Tuesday, July 28, 2015

Before Adam (2002)

Book Review from the July 2002 issue of the Socialist Standard

'Before Adam' by Jack London, University of Nebraska Press. $12

Jack London's tale of prehistoric men (sic) has recently been reissued after many years of out-of-printness. Like most of his books it is a “good yarn” in Boys Own style. However it is also of interest since London has been claimed as a socialist.

Much of the commentary accompanying the novel revolves around the ways in which London got it wrong or right about the behaviour of prehistoric people. But conformity to the facts has never been a requirement for a novel about prehistory. As William Golding of The Inheritors discovered half a century later, the prehistoric tale is an open field for a bit of agit-prop about human nature. We know what Golding was up to but we might view London in a different light due to his ostensible Left sympathies.

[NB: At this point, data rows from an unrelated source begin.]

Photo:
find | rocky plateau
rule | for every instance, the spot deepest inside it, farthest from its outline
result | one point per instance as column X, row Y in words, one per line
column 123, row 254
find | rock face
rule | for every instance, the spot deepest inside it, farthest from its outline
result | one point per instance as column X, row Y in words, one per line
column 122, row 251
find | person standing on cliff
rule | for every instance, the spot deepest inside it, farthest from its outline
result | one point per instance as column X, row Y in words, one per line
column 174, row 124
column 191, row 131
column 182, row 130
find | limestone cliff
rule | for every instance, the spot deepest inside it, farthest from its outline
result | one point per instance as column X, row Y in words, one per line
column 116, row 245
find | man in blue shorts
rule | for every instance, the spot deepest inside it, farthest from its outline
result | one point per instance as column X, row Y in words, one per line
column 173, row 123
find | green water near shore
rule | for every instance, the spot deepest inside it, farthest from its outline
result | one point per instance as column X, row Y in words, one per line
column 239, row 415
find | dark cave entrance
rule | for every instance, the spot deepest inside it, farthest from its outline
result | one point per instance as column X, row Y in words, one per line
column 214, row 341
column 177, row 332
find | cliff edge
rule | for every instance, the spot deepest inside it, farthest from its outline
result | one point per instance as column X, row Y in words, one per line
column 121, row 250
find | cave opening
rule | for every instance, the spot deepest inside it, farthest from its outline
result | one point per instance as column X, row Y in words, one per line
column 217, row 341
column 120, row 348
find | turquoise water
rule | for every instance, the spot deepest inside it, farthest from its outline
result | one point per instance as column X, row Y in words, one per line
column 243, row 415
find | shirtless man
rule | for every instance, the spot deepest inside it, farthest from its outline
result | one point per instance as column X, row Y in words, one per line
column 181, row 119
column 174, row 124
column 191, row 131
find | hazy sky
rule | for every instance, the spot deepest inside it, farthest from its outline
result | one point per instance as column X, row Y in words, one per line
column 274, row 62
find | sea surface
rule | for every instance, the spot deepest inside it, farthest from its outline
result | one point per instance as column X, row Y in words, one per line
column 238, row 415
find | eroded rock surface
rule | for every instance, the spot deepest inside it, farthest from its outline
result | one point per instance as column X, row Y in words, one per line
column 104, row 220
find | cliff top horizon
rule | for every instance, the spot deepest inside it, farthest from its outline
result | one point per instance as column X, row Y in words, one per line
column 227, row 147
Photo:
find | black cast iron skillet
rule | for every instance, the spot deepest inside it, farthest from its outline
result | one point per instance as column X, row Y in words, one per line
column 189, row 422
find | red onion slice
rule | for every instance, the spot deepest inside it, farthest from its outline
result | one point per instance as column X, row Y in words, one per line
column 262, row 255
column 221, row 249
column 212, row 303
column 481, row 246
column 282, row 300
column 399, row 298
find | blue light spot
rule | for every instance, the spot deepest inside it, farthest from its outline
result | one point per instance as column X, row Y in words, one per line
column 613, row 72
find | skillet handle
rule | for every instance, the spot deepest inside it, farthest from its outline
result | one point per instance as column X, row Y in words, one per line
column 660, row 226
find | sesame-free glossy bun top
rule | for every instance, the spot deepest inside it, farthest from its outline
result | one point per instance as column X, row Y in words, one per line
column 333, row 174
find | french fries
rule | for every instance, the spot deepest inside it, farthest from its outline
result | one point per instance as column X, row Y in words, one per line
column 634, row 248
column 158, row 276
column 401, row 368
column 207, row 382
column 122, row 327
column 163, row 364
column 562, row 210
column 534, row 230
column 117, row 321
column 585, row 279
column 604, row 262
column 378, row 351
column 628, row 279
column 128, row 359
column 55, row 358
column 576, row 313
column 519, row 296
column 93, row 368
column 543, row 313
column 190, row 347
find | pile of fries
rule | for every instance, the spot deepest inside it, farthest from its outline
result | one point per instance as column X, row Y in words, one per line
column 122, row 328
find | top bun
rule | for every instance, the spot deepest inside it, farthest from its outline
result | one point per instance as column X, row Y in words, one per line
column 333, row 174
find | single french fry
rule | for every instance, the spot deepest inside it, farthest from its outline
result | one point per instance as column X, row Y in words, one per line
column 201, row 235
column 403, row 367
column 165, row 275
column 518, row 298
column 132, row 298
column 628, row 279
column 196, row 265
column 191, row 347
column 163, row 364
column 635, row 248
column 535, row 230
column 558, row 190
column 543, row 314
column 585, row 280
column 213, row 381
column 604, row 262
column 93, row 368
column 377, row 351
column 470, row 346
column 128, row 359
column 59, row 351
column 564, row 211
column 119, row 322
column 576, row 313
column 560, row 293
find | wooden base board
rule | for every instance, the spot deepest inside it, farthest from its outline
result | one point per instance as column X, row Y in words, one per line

However, in essence London practises the old Flinstones technique: his Folk, roughly equivalent to what we would call Australopithecines, are modern men (but stupider) in pre-modern conditions; they are monogamous, patriarchal, blood-thirsty, murderous and genocidal. By relating these qualities in a Hobbesian state of nature setting, London makes them become innate rather than a product of particular economic and social circumstances. The “naturalness” of the genocide which they practise must have had particular resonance in early 20th century America vis-à-vis the extermination of the native “Red Indians” which London himself always thought was the natural outcome of a competition between a ”superior” race and an “inferior” one.

For Golding human nature could only be mitigated by religion. London however reveals his preference: the state. In explaining the Folk's inaction in dealing with a murderer he explains that they “had not yet developed any government to speak of” whereas, in fact, existing stateless societies have a good record of dealing with anti-social behaviour such as murder.

This book, despite its seeming irrelevance, gives a good insight into London's real political views and explains why he can be viewed as an early proto-fascist rather than as a socialist.